At ProPublica Illinois, we’ve just restarted a data collection project to get new information about what happens to inmates at one of the country’s largest and most notorious jails.

Cook County Jail has been the subject of national attention and repeated reform efforts since its earliest days. Al Capone famously had “VIP accommodations” there in 1931, with homemade meals and a large cell in the hospital ward that he shared only with his bodyguard. Other prisoners have been more poorly accommodated: In the 1970s, the warden was fired for allegedly beating inmates with his own hands, and the facility was placed under federal oversight in 1974. During the 1980s, the federal government forced the jail to release inmates because of overcrowding. In 2008, the Department of Justice found systematic violation of inmates’ 8th Amendment rights and once again pushed for reforms.

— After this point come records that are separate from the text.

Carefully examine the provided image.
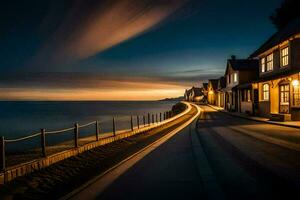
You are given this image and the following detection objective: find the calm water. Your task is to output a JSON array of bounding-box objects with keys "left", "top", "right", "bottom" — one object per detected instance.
[{"left": 0, "top": 101, "right": 176, "bottom": 149}]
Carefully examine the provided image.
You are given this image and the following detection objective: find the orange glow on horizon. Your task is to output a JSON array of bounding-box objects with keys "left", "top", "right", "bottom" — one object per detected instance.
[{"left": 0, "top": 87, "right": 184, "bottom": 101}]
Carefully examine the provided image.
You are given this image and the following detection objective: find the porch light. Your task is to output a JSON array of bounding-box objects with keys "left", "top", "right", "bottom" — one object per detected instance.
[{"left": 292, "top": 79, "right": 299, "bottom": 87}]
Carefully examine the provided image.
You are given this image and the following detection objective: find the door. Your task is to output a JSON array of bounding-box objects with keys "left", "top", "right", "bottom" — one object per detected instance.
[{"left": 279, "top": 84, "right": 290, "bottom": 114}]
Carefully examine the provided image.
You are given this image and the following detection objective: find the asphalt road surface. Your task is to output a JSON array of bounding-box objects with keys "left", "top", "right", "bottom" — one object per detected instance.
[{"left": 98, "top": 106, "right": 300, "bottom": 200}]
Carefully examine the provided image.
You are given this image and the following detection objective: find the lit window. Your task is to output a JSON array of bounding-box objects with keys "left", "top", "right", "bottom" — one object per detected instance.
[
  {"left": 263, "top": 83, "right": 270, "bottom": 101},
  {"left": 247, "top": 90, "right": 251, "bottom": 101},
  {"left": 260, "top": 58, "right": 266, "bottom": 72},
  {"left": 293, "top": 85, "right": 300, "bottom": 107},
  {"left": 266, "top": 53, "right": 273, "bottom": 71},
  {"left": 233, "top": 72, "right": 237, "bottom": 83},
  {"left": 281, "top": 47, "right": 289, "bottom": 67}
]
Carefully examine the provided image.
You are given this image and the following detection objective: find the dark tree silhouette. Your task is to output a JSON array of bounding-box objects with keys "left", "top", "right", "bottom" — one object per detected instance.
[{"left": 270, "top": 0, "right": 300, "bottom": 30}]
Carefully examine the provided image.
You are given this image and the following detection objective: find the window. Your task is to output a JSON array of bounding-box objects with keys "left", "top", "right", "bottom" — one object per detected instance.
[
  {"left": 293, "top": 85, "right": 300, "bottom": 107},
  {"left": 266, "top": 53, "right": 273, "bottom": 71},
  {"left": 263, "top": 83, "right": 270, "bottom": 101},
  {"left": 279, "top": 84, "right": 290, "bottom": 113},
  {"left": 280, "top": 84, "right": 290, "bottom": 104},
  {"left": 247, "top": 90, "right": 251, "bottom": 101},
  {"left": 281, "top": 47, "right": 289, "bottom": 67},
  {"left": 233, "top": 72, "right": 237, "bottom": 83},
  {"left": 260, "top": 58, "right": 266, "bottom": 72},
  {"left": 243, "top": 90, "right": 251, "bottom": 102}
]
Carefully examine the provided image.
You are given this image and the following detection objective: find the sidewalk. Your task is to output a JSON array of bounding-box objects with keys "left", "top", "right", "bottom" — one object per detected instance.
[{"left": 207, "top": 104, "right": 300, "bottom": 128}]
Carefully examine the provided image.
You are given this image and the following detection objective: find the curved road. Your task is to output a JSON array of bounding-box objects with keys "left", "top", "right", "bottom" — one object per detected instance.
[{"left": 75, "top": 106, "right": 300, "bottom": 199}]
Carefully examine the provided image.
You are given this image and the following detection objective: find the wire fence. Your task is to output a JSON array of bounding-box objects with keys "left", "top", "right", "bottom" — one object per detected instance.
[{"left": 0, "top": 111, "right": 174, "bottom": 172}]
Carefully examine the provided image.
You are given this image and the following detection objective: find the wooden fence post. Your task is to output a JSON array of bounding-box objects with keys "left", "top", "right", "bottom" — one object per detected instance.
[
  {"left": 113, "top": 117, "right": 116, "bottom": 136},
  {"left": 130, "top": 115, "right": 133, "bottom": 131},
  {"left": 0, "top": 136, "right": 5, "bottom": 172},
  {"left": 74, "top": 123, "right": 79, "bottom": 148},
  {"left": 96, "top": 120, "right": 100, "bottom": 141},
  {"left": 41, "top": 128, "right": 46, "bottom": 157}
]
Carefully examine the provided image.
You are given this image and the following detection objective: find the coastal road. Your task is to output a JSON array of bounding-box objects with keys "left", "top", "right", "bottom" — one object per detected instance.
[{"left": 69, "top": 106, "right": 300, "bottom": 199}]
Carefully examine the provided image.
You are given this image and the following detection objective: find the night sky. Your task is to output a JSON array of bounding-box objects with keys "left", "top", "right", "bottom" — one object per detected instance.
[{"left": 0, "top": 0, "right": 282, "bottom": 100}]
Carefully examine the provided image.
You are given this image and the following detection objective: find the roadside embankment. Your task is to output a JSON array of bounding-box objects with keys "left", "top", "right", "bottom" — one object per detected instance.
[{"left": 0, "top": 102, "right": 196, "bottom": 199}]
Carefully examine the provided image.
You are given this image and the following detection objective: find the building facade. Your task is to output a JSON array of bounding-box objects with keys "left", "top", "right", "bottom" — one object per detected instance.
[
  {"left": 252, "top": 20, "right": 300, "bottom": 121},
  {"left": 224, "top": 56, "right": 259, "bottom": 113},
  {"left": 207, "top": 79, "right": 219, "bottom": 105}
]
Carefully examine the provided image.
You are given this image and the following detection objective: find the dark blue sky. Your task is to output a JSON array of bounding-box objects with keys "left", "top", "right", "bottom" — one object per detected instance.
[{"left": 0, "top": 0, "right": 282, "bottom": 100}]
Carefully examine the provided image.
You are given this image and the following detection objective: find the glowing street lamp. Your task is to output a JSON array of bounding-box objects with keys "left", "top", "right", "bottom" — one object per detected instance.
[{"left": 292, "top": 79, "right": 299, "bottom": 87}]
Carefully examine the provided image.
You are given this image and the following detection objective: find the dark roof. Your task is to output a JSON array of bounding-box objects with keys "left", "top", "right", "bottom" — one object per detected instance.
[
  {"left": 218, "top": 76, "right": 226, "bottom": 89},
  {"left": 203, "top": 83, "right": 208, "bottom": 90},
  {"left": 185, "top": 89, "right": 192, "bottom": 96},
  {"left": 208, "top": 79, "right": 219, "bottom": 90},
  {"left": 226, "top": 59, "right": 259, "bottom": 74},
  {"left": 250, "top": 18, "right": 300, "bottom": 58}
]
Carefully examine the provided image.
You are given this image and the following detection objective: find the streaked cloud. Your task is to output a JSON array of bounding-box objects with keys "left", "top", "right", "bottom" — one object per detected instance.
[{"left": 34, "top": 0, "right": 187, "bottom": 66}]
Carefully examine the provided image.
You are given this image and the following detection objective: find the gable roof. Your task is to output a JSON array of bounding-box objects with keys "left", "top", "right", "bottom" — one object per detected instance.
[
  {"left": 218, "top": 76, "right": 226, "bottom": 89},
  {"left": 192, "top": 87, "right": 203, "bottom": 96},
  {"left": 208, "top": 79, "right": 219, "bottom": 90},
  {"left": 250, "top": 18, "right": 300, "bottom": 58},
  {"left": 225, "top": 59, "right": 259, "bottom": 74}
]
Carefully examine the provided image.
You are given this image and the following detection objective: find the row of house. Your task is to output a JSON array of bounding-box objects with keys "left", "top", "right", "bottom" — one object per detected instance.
[
  {"left": 191, "top": 19, "right": 300, "bottom": 121},
  {"left": 184, "top": 84, "right": 207, "bottom": 102}
]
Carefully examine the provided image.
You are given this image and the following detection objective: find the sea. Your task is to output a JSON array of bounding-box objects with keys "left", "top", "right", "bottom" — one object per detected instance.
[{"left": 0, "top": 101, "right": 177, "bottom": 150}]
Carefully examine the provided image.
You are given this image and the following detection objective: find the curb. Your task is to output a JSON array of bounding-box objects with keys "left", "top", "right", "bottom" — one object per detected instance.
[{"left": 206, "top": 104, "right": 300, "bottom": 129}]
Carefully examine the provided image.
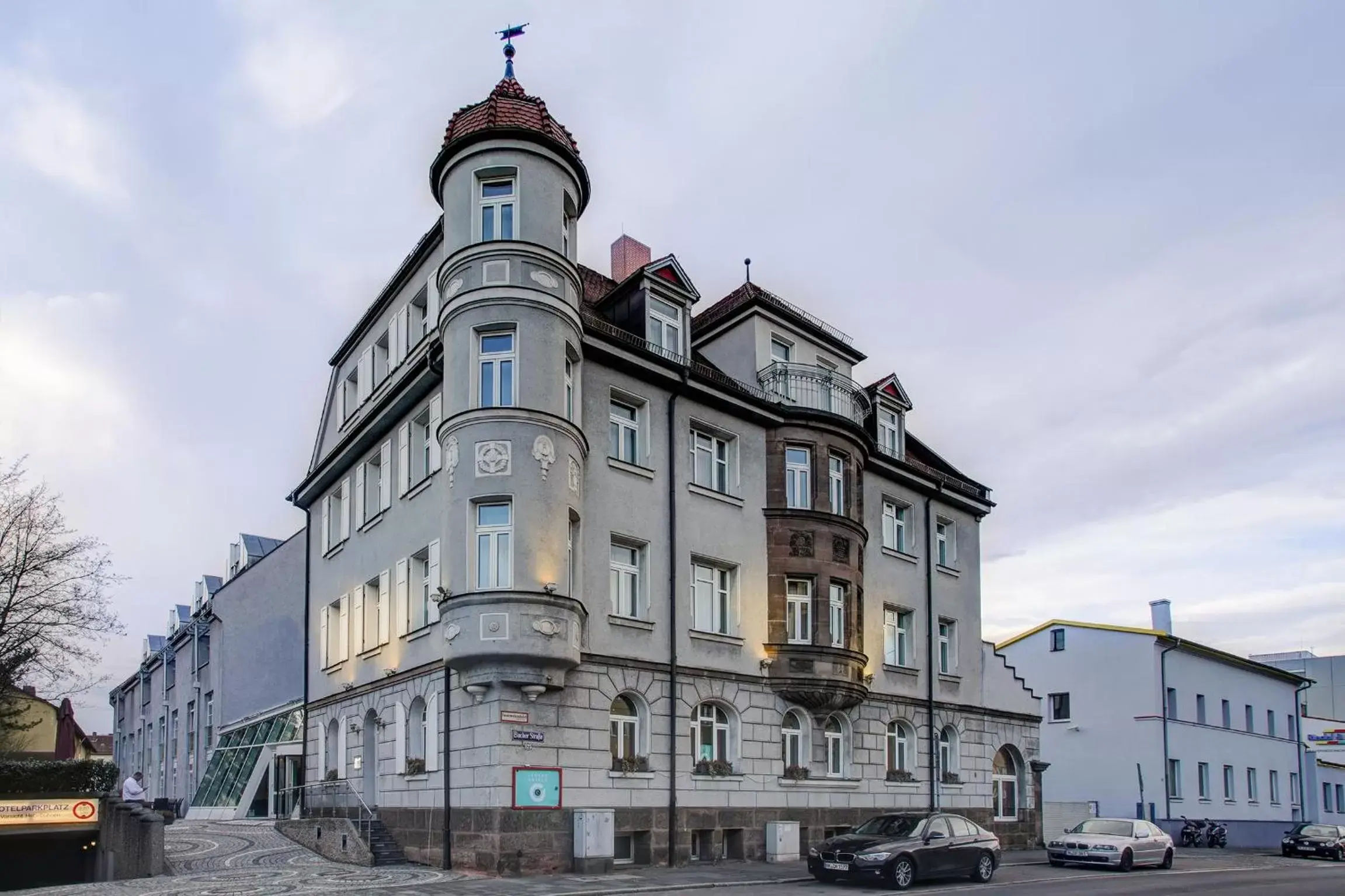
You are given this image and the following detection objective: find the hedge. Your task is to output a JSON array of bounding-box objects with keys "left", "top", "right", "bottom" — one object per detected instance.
[{"left": 0, "top": 759, "right": 119, "bottom": 797}]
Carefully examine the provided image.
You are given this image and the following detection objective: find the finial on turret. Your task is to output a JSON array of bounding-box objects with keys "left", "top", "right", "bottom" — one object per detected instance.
[{"left": 495, "top": 22, "right": 531, "bottom": 78}]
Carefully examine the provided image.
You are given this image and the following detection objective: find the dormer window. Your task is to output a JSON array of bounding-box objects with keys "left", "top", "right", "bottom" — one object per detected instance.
[
  {"left": 479, "top": 177, "right": 515, "bottom": 242},
  {"left": 648, "top": 295, "right": 682, "bottom": 355}
]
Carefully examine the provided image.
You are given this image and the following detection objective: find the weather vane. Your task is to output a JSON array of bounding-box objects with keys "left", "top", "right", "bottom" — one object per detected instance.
[{"left": 495, "top": 22, "right": 531, "bottom": 78}]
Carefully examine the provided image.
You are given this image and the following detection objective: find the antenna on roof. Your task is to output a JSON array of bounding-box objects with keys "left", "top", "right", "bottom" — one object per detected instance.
[{"left": 495, "top": 22, "right": 531, "bottom": 79}]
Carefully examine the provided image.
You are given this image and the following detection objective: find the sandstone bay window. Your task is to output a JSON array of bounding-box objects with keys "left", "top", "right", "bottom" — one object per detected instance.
[
  {"left": 479, "top": 330, "right": 515, "bottom": 407},
  {"left": 882, "top": 610, "right": 912, "bottom": 666},
  {"left": 476, "top": 501, "right": 514, "bottom": 590},
  {"left": 784, "top": 579, "right": 812, "bottom": 643},
  {"left": 691, "top": 563, "right": 733, "bottom": 634},
  {"left": 784, "top": 447, "right": 812, "bottom": 511},
  {"left": 608, "top": 540, "right": 643, "bottom": 619},
  {"left": 478, "top": 177, "right": 516, "bottom": 242}
]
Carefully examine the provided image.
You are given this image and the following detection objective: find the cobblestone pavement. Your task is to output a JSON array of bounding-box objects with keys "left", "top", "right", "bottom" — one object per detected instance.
[{"left": 11, "top": 821, "right": 463, "bottom": 896}]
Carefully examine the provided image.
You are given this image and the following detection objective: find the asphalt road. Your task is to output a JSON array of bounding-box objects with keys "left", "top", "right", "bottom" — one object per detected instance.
[{"left": 642, "top": 861, "right": 1345, "bottom": 896}]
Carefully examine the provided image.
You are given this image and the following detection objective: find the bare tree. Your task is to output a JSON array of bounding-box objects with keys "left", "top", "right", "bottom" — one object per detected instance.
[{"left": 0, "top": 459, "right": 124, "bottom": 703}]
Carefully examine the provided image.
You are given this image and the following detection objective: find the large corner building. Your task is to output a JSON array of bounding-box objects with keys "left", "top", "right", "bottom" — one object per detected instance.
[{"left": 292, "top": 59, "right": 1040, "bottom": 873}]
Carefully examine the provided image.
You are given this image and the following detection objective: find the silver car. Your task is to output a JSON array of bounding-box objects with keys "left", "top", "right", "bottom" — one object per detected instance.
[{"left": 1047, "top": 818, "right": 1173, "bottom": 870}]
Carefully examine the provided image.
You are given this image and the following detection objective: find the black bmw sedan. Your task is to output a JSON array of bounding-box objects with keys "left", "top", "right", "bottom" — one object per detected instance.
[
  {"left": 808, "top": 813, "right": 999, "bottom": 889},
  {"left": 1279, "top": 825, "right": 1345, "bottom": 861}
]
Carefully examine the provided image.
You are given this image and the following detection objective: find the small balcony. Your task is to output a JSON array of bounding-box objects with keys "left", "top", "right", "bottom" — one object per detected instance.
[{"left": 757, "top": 361, "right": 870, "bottom": 427}]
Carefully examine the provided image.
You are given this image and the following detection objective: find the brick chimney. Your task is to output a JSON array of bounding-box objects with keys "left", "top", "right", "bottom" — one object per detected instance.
[{"left": 612, "top": 233, "right": 649, "bottom": 284}]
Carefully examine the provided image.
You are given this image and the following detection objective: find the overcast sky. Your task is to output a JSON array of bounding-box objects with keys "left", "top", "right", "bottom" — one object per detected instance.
[{"left": 0, "top": 0, "right": 1345, "bottom": 731}]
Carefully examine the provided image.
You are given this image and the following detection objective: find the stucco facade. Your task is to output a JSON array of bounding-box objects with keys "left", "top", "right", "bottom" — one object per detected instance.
[{"left": 292, "top": 65, "right": 1040, "bottom": 873}]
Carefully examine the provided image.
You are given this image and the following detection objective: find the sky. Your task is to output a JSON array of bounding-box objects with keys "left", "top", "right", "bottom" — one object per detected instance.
[{"left": 0, "top": 0, "right": 1345, "bottom": 731}]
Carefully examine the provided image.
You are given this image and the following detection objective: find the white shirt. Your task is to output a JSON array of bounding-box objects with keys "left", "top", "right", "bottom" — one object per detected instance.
[{"left": 121, "top": 776, "right": 145, "bottom": 802}]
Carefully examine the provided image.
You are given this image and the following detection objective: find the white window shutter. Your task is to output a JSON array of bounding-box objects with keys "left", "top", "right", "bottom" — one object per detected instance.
[
  {"left": 350, "top": 585, "right": 373, "bottom": 654},
  {"left": 425, "top": 691, "right": 439, "bottom": 771},
  {"left": 378, "top": 441, "right": 392, "bottom": 511},
  {"left": 429, "top": 395, "right": 444, "bottom": 470},
  {"left": 340, "top": 476, "right": 350, "bottom": 541},
  {"left": 336, "top": 594, "right": 350, "bottom": 660},
  {"left": 378, "top": 570, "right": 392, "bottom": 643},
  {"left": 397, "top": 423, "right": 412, "bottom": 497},
  {"left": 392, "top": 557, "right": 410, "bottom": 636},
  {"left": 332, "top": 716, "right": 346, "bottom": 778},
  {"left": 392, "top": 700, "right": 406, "bottom": 775},
  {"left": 426, "top": 539, "right": 440, "bottom": 622},
  {"left": 355, "top": 463, "right": 364, "bottom": 527},
  {"left": 318, "top": 605, "right": 332, "bottom": 669}
]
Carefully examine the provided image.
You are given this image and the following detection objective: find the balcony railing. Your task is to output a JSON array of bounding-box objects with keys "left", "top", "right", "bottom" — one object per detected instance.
[{"left": 757, "top": 361, "right": 870, "bottom": 426}]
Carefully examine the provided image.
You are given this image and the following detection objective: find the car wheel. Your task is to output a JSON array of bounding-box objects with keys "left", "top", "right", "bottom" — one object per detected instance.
[
  {"left": 888, "top": 856, "right": 916, "bottom": 889},
  {"left": 971, "top": 853, "right": 995, "bottom": 884}
]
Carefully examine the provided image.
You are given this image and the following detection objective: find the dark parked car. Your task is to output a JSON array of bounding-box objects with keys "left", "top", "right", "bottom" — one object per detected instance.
[
  {"left": 808, "top": 813, "right": 999, "bottom": 889},
  {"left": 1279, "top": 825, "right": 1345, "bottom": 861}
]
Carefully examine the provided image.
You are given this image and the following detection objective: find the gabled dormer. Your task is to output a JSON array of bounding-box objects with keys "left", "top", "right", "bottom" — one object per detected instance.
[{"left": 593, "top": 233, "right": 701, "bottom": 360}]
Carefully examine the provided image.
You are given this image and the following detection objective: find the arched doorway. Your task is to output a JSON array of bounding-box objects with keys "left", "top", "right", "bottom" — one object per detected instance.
[{"left": 360, "top": 709, "right": 378, "bottom": 808}]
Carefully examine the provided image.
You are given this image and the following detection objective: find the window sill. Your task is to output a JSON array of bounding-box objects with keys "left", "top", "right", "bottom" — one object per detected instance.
[
  {"left": 607, "top": 614, "right": 654, "bottom": 632},
  {"left": 402, "top": 473, "right": 435, "bottom": 501},
  {"left": 882, "top": 547, "right": 920, "bottom": 563},
  {"left": 689, "top": 629, "right": 742, "bottom": 647},
  {"left": 776, "top": 778, "right": 864, "bottom": 790},
  {"left": 686, "top": 482, "right": 742, "bottom": 508},
  {"left": 607, "top": 456, "right": 654, "bottom": 480}
]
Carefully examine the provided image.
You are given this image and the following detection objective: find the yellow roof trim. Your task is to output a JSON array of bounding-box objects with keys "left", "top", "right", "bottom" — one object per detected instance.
[{"left": 995, "top": 619, "right": 1172, "bottom": 650}]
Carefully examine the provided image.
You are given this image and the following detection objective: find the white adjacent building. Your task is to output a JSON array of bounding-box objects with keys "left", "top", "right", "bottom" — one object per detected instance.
[{"left": 997, "top": 601, "right": 1308, "bottom": 846}]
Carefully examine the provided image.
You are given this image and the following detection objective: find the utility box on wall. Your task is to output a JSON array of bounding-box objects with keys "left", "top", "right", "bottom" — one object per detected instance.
[
  {"left": 574, "top": 808, "right": 616, "bottom": 874},
  {"left": 765, "top": 821, "right": 799, "bottom": 862}
]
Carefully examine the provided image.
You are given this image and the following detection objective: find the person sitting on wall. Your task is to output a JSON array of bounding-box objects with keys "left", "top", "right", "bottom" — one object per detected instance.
[{"left": 121, "top": 771, "right": 145, "bottom": 803}]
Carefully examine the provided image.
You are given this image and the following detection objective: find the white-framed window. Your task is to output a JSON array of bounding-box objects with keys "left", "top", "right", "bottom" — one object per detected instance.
[
  {"left": 784, "top": 579, "right": 812, "bottom": 643},
  {"left": 478, "top": 177, "right": 518, "bottom": 242},
  {"left": 882, "top": 610, "right": 913, "bottom": 666},
  {"left": 647, "top": 295, "right": 682, "bottom": 355},
  {"left": 608, "top": 695, "right": 640, "bottom": 761},
  {"left": 887, "top": 719, "right": 916, "bottom": 771},
  {"left": 933, "top": 517, "right": 958, "bottom": 567},
  {"left": 608, "top": 539, "right": 642, "bottom": 619},
  {"left": 878, "top": 407, "right": 901, "bottom": 456},
  {"left": 479, "top": 330, "right": 515, "bottom": 407},
  {"left": 882, "top": 501, "right": 910, "bottom": 553},
  {"left": 476, "top": 501, "right": 514, "bottom": 590},
  {"left": 827, "top": 454, "right": 844, "bottom": 513},
  {"left": 608, "top": 399, "right": 640, "bottom": 463},
  {"left": 691, "top": 563, "right": 733, "bottom": 634},
  {"left": 691, "top": 430, "right": 729, "bottom": 494},
  {"left": 784, "top": 447, "right": 812, "bottom": 511},
  {"left": 939, "top": 619, "right": 958, "bottom": 676},
  {"left": 822, "top": 716, "right": 844, "bottom": 778},
  {"left": 827, "top": 584, "right": 844, "bottom": 647},
  {"left": 691, "top": 703, "right": 733, "bottom": 762},
  {"left": 780, "top": 709, "right": 808, "bottom": 768}
]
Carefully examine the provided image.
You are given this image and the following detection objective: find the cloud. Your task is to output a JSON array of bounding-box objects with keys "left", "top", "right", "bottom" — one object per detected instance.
[{"left": 0, "top": 68, "right": 128, "bottom": 204}]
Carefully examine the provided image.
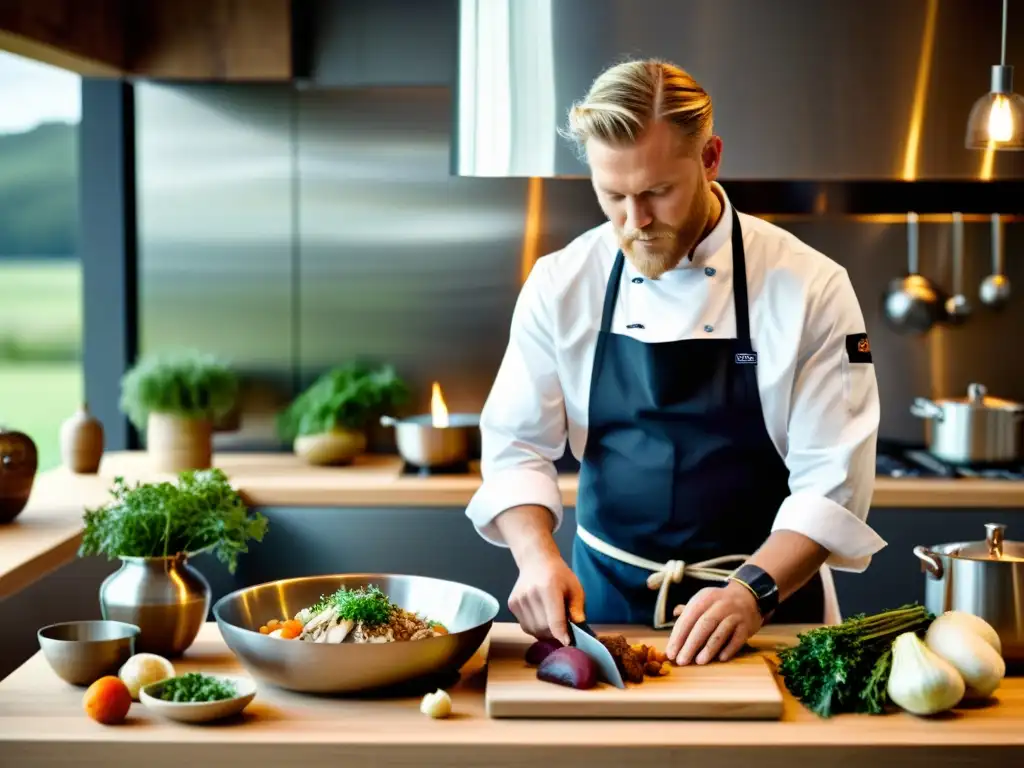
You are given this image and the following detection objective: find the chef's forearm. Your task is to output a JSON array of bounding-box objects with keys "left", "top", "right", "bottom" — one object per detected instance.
[
  {"left": 748, "top": 530, "right": 828, "bottom": 601},
  {"left": 495, "top": 504, "right": 561, "bottom": 568}
]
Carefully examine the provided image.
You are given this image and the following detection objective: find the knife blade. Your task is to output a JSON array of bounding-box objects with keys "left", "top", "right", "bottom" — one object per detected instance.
[{"left": 569, "top": 622, "right": 626, "bottom": 688}]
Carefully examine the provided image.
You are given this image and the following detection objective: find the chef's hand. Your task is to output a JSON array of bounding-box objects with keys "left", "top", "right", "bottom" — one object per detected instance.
[
  {"left": 665, "top": 582, "right": 762, "bottom": 665},
  {"left": 509, "top": 554, "right": 585, "bottom": 645}
]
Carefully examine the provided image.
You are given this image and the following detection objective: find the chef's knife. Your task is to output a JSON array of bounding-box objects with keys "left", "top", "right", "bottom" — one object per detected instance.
[{"left": 569, "top": 622, "right": 626, "bottom": 688}]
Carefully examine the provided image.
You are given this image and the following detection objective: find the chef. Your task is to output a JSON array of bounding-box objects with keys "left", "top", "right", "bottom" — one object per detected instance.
[{"left": 466, "top": 60, "right": 885, "bottom": 665}]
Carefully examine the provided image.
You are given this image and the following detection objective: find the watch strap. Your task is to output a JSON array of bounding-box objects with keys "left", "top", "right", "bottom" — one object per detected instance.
[{"left": 729, "top": 563, "right": 778, "bottom": 618}]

These days, the jail, which has just recently been taken out of the federal oversight program, is under new management. Tom Dart, the charismatic and media-savvy sheriff of Cook County, oversees the facility. Dart has argued publicly for reducing the population and improving conditions at the jail. He’s also called the facility a de facto mental hospital, and said inmates should be considered more like patients, even hiring a clinical psychologist to run the jail.

Efforts to study the jail’s problems date back decades. A 1923 report on the jail by the Chicago Community Trust says, “Indifference of the public to jail conditions is responsible for Chicago’s jail being forty years behind the time.”

The promises to fix it go back just as far. The same 1923 report continues, “But at last the scientific method which has revolutionized our hospitals and asylums is making inroads in our prisons, and Chicago will doubtless join in the process.”

Patterns in the data about the inmate population could shed light on the inner workings of the jail, and help answer urgent questions, such as: How long are inmates locked up? How many court dates do they have? What are the most common charges? Are there disparities in the way inmates are housed or disciplined?

Such detailed data about the inmate population has been difficult to obtain, even though it is a matter of public record. The Sheriff’s Department never answered my FOIA request in 2012 when I worked for the Chicago Tribune.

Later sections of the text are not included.